If I am not missing something that in turns means that Point Sprites algorythm is nothing more than a hobby tool that cannot be used in a production environment.
( But why on Earth one would want to limit the maximum point size ?)

If I am not missing something that in turns means that Point Sprites algorythm is nothing more than a hobby tool that cannot be used in a production environment.

It depends on what you want them for. If you’re expecting them to be a general-purpose replacement for quads, then yes, it’s not going to work out the way you want. But if you can live within the general limitations for them (which admittedly, 64 pixels covered a lot more of the screen when 1024x768 was considered high resolution), then it can work reasonably well for you.

But why on Earth one would want to limit the maximum point size ?

Hardware limitations. Point sprites are a hardware feature. As such, there is some hardware that governs their functionality. The size register or whatever would naturally have some maximum size.

Are you doing glEnable( GL_VERTEX_PROGRAM_POINT_SIZE ) and then setting gl_PointSize in the vertex shader?

Past threads have indicated low limits if you used the FFP point size, but not so with vertex shader point size, on NVidia. I wonder if the same might also be true for ATI… (?)

If you still hit limits on ATI, then you can always drop back and use full QUADS, or use a geometry shader to build QUADS from POINTS.

I am surprised about the value of 64 for max point size; I would have expected a value of 8192. can you double check with gpu caps viewer and give a screenshot ?

thanks,

can you double check with gpu caps viewer and give a screenshot ?

I can. My HD 3300 with the 9.12 drivers gives the same answer

I use points and geometry shaders as a replacement for Point Sprites in these cases, as Dark Photon suggests.

You’ve also got to remember that point sprites are clipped as a point, so once the centre point goes off-screen, the whole point sprite will vanish. With larger point sprites this is much more noticable.

we will look into the caps view screenshot, but it looks completely wrong to me.

I was expecting that smooth points were limited to 63, but aliased points should be limited to screen size (8k).
as well, max light source should be 8, and display list nesting should be 64 …

PS: I suspect that the caps viewer is creating a context without those functionalities. the “max stack depth” section is wrong too

… if you go to “rendering test”, then select an older context (i.e. not 3.2 FC), and go back to take the screenshot, then you should see the values I mentionned.

if you go to “rendering test”, then select an older context (i.e. not 3.2 FC), and go back to take the screenshot, then you should see the values I mentionned.
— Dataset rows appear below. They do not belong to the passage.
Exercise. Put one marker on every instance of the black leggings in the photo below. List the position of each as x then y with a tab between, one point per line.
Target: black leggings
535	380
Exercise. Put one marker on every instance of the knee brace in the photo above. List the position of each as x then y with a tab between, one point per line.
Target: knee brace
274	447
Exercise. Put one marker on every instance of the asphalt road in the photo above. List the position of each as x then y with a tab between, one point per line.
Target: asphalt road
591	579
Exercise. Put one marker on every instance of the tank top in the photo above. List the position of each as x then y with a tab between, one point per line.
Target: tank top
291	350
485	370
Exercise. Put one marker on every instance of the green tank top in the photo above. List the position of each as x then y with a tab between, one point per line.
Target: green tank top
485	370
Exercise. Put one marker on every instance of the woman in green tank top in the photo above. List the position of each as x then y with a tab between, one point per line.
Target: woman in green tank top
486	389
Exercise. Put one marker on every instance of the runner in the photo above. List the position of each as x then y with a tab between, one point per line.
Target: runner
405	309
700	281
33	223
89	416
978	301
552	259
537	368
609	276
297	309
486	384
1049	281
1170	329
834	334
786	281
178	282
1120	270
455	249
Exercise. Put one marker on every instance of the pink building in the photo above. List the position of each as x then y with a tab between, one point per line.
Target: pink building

So, what does this mean for 3.2 core?

Yeah, I think this is per-spec behavior. But I’ve always wondered why it’d spec such nondesirable behavior. I wouldn’t mind seeing the spec changed here.

Incidentally, NVidia doesn’t follow the spec on this and the point sprite is clipped as a quad like you’d wish it were. Dunno what AMD/Intel do here…

But I’ve always wondered why it’d spec such nondesirable behavior.

Because point sprites are a hardware feature. And that’s how the hardware worked when it was first introduced.

Incidentally, NVidia doesn’t follow the spec on this and the point sprite is clipped as a quad like you’d wish it were.

It depends on how you use them. If you use fixed-function T&L, then they get clipped like points (and they obey the point-sprite size limits). If you use shaders to define your point sprite size, then they’re basically quads.

the max point size should still be 8k (like in older context); there is no smooth point there, so the old limit of 63 does not exist.